My encouragement, as always, is just to do it. The best times of the year to hold an “introductory” Atheopagan ritual are at the solstices and equinoxes, as these are objective astronomical events which even the staunchest atheist must recognize as real. Have your friends over for a solstice or equinox meal and tell them that you would like to do a short ceremony to celebrate the season. Be sure to include that in the invitation: inviting people over and then “springing” it on them will not go over well.

Say a brief gratitude prior to the meal (my usual one is, “This food, swelling from the Earth by the breath of the Sun, is brought to us by many hands. May all be honored.”)

Focus your ritual (the Atheopagan ritual primer will help you to design one) on the metaphorical meanings of the season passed and the one arriving, and on connection to the broader processes of the Universe: that we are a part of all this, and are grateful for all the many ways in which the biosphere and the broader Cosmos enable us to live.

These are themes which are pertinent to all humans. They have—or should have—meaning for all of us.
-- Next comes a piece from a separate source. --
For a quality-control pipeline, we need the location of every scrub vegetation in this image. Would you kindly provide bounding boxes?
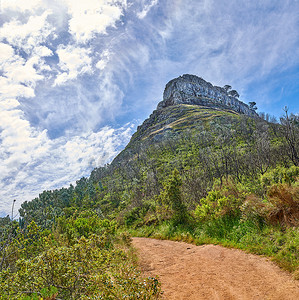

Keep the ceremony short. Make it participatory: each celebrant can say what she is hoping for in the coming season, for example, or what he is grateful for. You may want to have some sort of takeaway: a token of having been a part of the ritual, a symbol of what the coming season means. You would be surprised at how meaningful such objects can become for people; for some, the item may become the beginning of a Focus.

Feel free to tell your guests that you are exploring something called Atheopaganism: a science-based, god-free, woo-free practice to enrich your life by celebrating the seasons, life events, and personal transformation. Don’t keep it a “secret” from them—that’s always going to be counterproductive in the longer term. If they’re curious, point them to this website and let them find out more for themselves.

When the next Sabbath rolls around, invite the same folks again, and any others who seem like they might enjoy or find meaning in what we do.

It’s in this way that community begins: with a few friends sharing something wonderful.